Yes it did read it on arxiv. It is very readable. It is really just a framework on how string theory, GR and QM can be used to significantly limit the number of universes to a finite number all with the same physics.
Yes I enoy reading Ethan Siegel too. I agree with your points in bold above.
But I marvel at the foresight in thinking. Reminds me of the first time I read about Alan Guth’s inflation in 1980. It sounded way way out there. But low and behold 40 years later it is refined and pretty mainstream science. I started Bell Labs in 1978 the day Penzias and Wilson’s nobel prize was announced on the CMBR. I live across the street from the famous horn antenna they used.
But not on other people’s property. This is not your forum. You are coming into someone else’s “house” and behaving very boorishly. That’s not good. What’s worse is that you (and this is typical of today’s irrational atheists) go around making one assertion after another that this idea or that is ridiculous and you are either referencing some idea that few or none around here endorse (i.e. whacking away at a straw man) or you are attacking their ideas directly but don’t hang around and submit your accusations to the scrutiny of dialogue.
I don’t think that I can be a better man without a relationship with God.

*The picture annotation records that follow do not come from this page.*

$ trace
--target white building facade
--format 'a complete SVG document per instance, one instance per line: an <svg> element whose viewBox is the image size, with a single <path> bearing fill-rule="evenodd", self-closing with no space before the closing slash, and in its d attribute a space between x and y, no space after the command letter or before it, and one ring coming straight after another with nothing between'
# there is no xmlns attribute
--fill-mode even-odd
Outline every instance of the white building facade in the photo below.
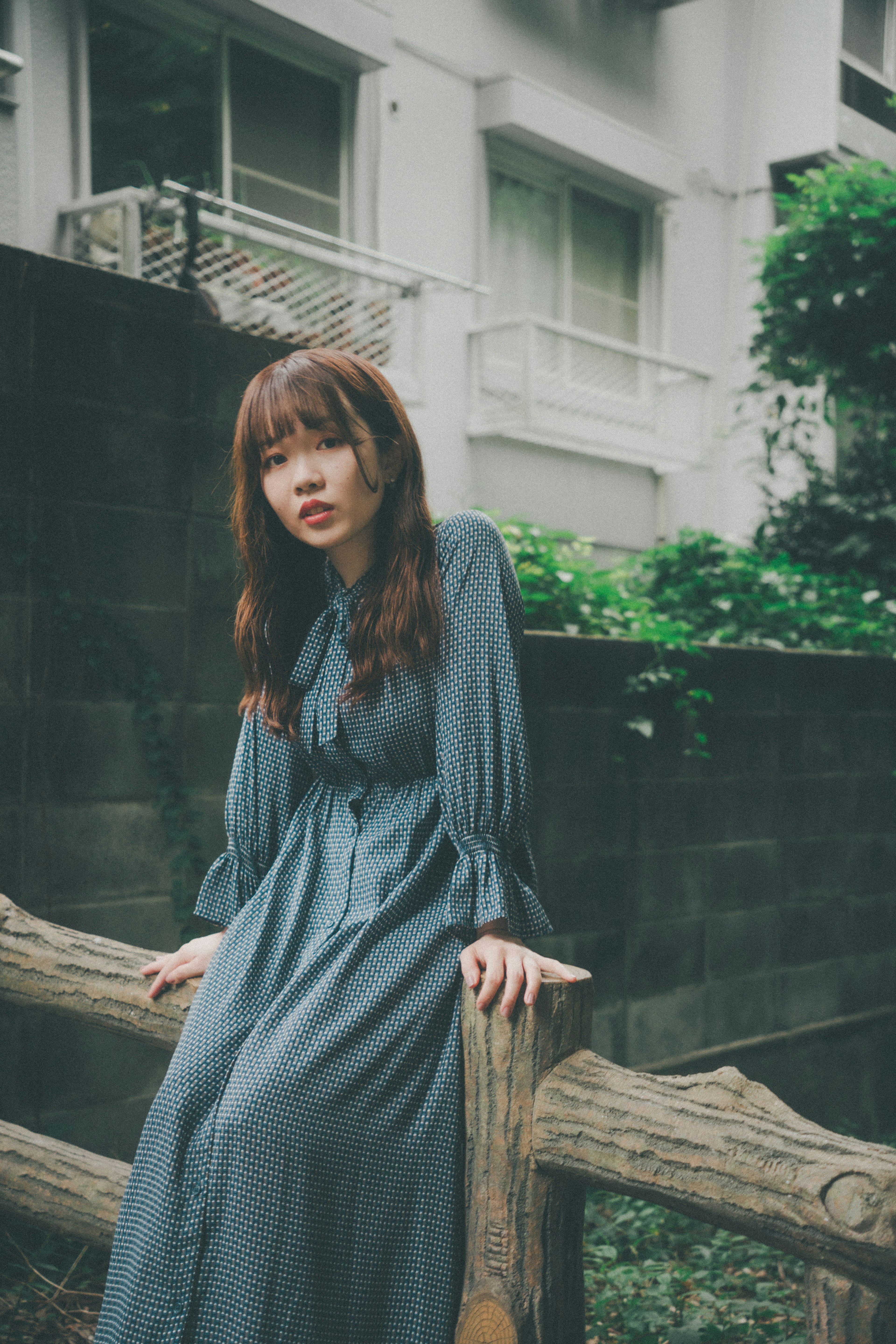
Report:
<svg viewBox="0 0 896 1344"><path fill-rule="evenodd" d="M755 241L896 167L896 0L3 3L0 242L375 359L438 513L750 535Z"/></svg>

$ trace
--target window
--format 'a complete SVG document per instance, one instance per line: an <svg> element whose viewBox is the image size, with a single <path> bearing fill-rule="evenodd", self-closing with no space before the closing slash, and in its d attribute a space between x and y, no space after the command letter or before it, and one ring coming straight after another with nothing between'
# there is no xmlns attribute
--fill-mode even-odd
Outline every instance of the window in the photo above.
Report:
<svg viewBox="0 0 896 1344"><path fill-rule="evenodd" d="M643 212L527 159L492 146L492 314L531 313L638 344Z"/></svg>
<svg viewBox="0 0 896 1344"><path fill-rule="evenodd" d="M215 30L90 0L94 194L173 177L340 234L343 81Z"/></svg>
<svg viewBox="0 0 896 1344"><path fill-rule="evenodd" d="M896 0L844 0L841 101L896 132Z"/></svg>

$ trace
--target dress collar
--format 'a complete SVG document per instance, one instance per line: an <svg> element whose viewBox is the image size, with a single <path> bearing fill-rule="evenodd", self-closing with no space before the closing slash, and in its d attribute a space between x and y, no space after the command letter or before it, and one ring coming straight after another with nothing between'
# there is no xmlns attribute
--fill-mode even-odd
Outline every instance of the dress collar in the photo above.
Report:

If you think you can, please go ahead and try it.
Did I correctly peg your objection here? The Line in the Sand
If that is about right, can you clarify how she could have written that in article to make it more clear? Reading her article, I’m not 100% sure how you prefer it was written. She does, for example, add clauses like, “as a Christian.”
I think my chief complaint was that fact that she is a PhD in Astronomy commenting on astronomy. Sure she was head of Biologos however if she was a PhD in evolutionary biology, folks would immediately look at it as she was really commenting on her theology and was way outside her scientific area of expertise. Another complaint was one of timing. It purposely coincided with the death of Stephen Hawkings and the public adoration he was receiving from the press as a great scientist and proclaimed atheist. It was a petty insult on a great man who died from a little known person in physics. Completely unnecessary grandstanding by Biologos to make them look relevant. Even the Vatican was more gracious.
Can you link to the Vatican response you thought was gracious?
I see what you are saying. Hawking’s death is a real loss, and particularly meaningful to you. It doesn’t seem like Debs article even mentions Hawking. Either she is just out of touch with culture, and did not know about his passing, or was using his death to make parochial point. I can understand much better why you were offended.
You paint quite the picture…
You take your official position of “Policeman of Religious Support of Evolution” pretty darn seriously… the gravity of the scope of your responsibility over these matters must be quite daunting.